- Genre: Children's Animation
- Starring: Günter Dybus Joachim Kerzel Hansjoachim Krietsch Hildegard Krekel Josef Meinertzhagen Peter René Körner Maria Barring
- Country of origin: West Germany
- No. of seasons: 2
- No. of episodes: 26

Production
- Running time: 30 minutes

Original release
- Release: October 12, 1986 – April 2, 1990

= Janoschs Traumstunde =

German animated children's television series

Janoschs Traumstunde is a West German animated children's television series that originally aired from 1986 to 1990. It was based on the works of German artist and children's book author Janosch, with directors Jürgen Egenolf, Uwe-Peter Jeske and Wolfgang Urchs.

==Format==

Almost every episode contains two self-contained stories; in some cases, episodes featured three to four shorter stories. The stories are framed by a series of sequences featuring the "Big, Fat, Fabulous Bear," who introduced the stories in each episode.
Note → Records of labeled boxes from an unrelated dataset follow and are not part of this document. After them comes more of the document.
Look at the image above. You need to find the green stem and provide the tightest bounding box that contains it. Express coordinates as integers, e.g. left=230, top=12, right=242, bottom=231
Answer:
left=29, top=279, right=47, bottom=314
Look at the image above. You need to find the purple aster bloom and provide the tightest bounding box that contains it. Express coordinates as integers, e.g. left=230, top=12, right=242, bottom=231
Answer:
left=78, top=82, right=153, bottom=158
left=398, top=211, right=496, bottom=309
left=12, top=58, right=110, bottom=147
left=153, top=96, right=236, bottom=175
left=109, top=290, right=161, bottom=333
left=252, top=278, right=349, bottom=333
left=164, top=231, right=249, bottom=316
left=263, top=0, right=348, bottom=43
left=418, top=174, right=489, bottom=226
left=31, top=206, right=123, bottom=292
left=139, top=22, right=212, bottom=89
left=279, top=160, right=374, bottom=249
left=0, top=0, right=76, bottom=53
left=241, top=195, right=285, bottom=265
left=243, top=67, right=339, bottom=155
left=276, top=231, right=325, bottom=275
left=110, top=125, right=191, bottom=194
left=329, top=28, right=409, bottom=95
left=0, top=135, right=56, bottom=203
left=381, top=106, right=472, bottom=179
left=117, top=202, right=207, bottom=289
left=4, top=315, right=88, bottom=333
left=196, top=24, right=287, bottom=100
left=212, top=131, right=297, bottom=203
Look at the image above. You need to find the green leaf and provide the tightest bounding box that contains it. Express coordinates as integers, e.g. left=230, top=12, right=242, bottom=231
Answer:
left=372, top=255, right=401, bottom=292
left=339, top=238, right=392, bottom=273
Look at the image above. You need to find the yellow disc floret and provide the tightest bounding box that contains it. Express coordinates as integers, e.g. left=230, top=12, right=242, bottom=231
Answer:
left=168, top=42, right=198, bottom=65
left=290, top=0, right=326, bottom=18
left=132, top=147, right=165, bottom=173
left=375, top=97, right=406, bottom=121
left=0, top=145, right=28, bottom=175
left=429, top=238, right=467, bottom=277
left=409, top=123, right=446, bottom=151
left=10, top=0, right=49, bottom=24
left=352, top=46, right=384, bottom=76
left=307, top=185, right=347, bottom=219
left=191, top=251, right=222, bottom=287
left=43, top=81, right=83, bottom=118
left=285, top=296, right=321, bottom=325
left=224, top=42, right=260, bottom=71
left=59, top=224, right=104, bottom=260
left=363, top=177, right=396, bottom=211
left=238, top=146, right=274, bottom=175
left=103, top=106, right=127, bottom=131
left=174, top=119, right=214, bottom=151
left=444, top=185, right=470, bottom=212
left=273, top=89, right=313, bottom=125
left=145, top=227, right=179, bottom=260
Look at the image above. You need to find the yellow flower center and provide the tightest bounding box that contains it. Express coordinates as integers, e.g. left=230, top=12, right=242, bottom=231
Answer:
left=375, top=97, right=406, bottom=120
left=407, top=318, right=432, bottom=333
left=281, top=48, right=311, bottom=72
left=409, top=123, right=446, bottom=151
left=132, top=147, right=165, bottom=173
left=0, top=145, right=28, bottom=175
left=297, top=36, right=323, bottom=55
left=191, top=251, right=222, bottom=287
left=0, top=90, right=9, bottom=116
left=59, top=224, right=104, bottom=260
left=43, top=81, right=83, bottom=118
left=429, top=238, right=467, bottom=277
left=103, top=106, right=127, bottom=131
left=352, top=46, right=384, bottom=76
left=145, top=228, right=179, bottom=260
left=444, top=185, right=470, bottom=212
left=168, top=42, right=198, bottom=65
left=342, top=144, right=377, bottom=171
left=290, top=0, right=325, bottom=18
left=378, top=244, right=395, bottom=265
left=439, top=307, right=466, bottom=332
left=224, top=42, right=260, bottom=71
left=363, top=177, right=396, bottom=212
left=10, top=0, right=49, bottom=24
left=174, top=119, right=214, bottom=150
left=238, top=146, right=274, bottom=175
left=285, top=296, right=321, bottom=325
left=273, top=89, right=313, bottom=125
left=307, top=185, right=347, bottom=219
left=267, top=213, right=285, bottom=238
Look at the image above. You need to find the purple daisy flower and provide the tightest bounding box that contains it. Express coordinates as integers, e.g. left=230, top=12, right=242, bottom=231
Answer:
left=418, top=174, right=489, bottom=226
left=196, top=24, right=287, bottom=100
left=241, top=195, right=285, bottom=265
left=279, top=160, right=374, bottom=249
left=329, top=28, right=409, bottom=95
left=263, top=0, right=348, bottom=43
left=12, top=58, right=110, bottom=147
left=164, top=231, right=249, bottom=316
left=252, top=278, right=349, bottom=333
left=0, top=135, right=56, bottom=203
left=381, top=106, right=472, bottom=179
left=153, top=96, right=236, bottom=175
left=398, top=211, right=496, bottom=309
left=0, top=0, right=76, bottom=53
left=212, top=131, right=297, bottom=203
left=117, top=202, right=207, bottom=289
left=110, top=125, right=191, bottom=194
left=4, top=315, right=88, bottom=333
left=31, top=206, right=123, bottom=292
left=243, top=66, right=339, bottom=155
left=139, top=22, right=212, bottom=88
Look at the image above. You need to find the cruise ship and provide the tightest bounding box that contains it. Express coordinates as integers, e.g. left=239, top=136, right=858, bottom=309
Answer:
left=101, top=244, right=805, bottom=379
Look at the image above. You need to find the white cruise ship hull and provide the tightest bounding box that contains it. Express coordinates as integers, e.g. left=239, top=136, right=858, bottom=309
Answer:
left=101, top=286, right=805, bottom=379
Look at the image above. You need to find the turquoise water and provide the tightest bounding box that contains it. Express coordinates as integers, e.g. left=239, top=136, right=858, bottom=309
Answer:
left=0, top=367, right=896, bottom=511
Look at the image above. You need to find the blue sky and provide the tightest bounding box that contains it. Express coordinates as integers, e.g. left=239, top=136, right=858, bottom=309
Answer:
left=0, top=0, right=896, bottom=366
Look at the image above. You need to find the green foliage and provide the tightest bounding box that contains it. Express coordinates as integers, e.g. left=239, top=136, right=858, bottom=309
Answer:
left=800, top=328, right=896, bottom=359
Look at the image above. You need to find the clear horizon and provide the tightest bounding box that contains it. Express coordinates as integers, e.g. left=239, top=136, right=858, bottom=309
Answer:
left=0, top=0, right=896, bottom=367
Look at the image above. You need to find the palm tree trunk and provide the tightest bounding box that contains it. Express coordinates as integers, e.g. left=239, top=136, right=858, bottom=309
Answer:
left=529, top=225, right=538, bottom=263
==Broadcast and home media release==

In Germany, the first season aired from October 12, 1986, to January 4, 1987, and the second season between January 7 and April 2, 1990, both airing on ARD. Re-runs later aired on KiKa from April 8, 2007, until April 5, 2008. In the United Kingdom, it was broadcast as The Bear, The Tiger and the Others on CBBC in the 1980s.

In the United States, the series (dubbed in English and released under the title Janosch) was distributed on VHS by Celebrity Home Entertainment's "Just for Kids" imprint; it briefly aired on Nickelodeon's Nick Jr. block as Janosch's Dream World (a direct translation of the original German title) from 1993 to 1994.